This is an administrative and amenities building for those visiting the Sayama hills cemetery, a Tokyo suburb surrounded by houses, lakes and woods. Together with the nearby ‘Sayama Forest Chapel’, the project was designed by the architect Nakamura Hiroshi & NAP and Arup was responsible for its structural, MEP, and lighting design and site supervision.
A delicate hybrid structure
The building has a concrete core encircled by steel frames and glazed façades at the perimeter, rendering a light façade. Sitting on top is a slanted umbrella roof made with 120 timber beams. With such complex geometry and having all structural elements exposed, each connection were designed in great details to achieve a simple and non-intrusive appearance.
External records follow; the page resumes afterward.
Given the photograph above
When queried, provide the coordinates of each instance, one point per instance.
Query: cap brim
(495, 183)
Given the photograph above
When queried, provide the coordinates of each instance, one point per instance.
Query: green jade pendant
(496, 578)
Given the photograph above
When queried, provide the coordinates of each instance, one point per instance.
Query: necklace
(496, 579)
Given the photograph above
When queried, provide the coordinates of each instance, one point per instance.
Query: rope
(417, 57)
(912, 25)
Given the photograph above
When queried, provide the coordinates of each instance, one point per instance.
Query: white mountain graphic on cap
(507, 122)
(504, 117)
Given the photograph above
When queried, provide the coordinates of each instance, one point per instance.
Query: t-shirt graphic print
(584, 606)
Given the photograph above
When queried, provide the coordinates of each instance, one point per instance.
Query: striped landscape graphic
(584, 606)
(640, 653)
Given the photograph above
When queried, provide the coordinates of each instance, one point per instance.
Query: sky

As each timber member is different in length and slanted at different angles, they must all be three-dimensionally modeled and processed with automatic carving machines to ensure high precision. Nevertheless, the finishing touches rely on traditional craftsmanship.
Correspond with nature
The MEP design has considered the link between the surrounding forest, the large reflecting pool and the timber roof. The roof facing and shape were determined by the simulated amount of solar gain to the interior space. As the pool is surrounded by deciduous trees, automatic screen has been installed in the water circulation system to collect falling leaves by weight detection, cutting the need for extra cleaning work. To avoid any unnecessary component obstructing the glazed façades facing the water, the HVAC unit is hidden in the ceiling space of the central core ranging from depth of 150 to 1,000 mm. Natural light showering through the skylight and concealed lighting located above the core were also carefully coordinated to softly illuminate the timber roof.
This characteristic space is an outcome of appropriate deployment of materials and design strategies, achieving an architecture that brilliantly corresponds with its surroundings.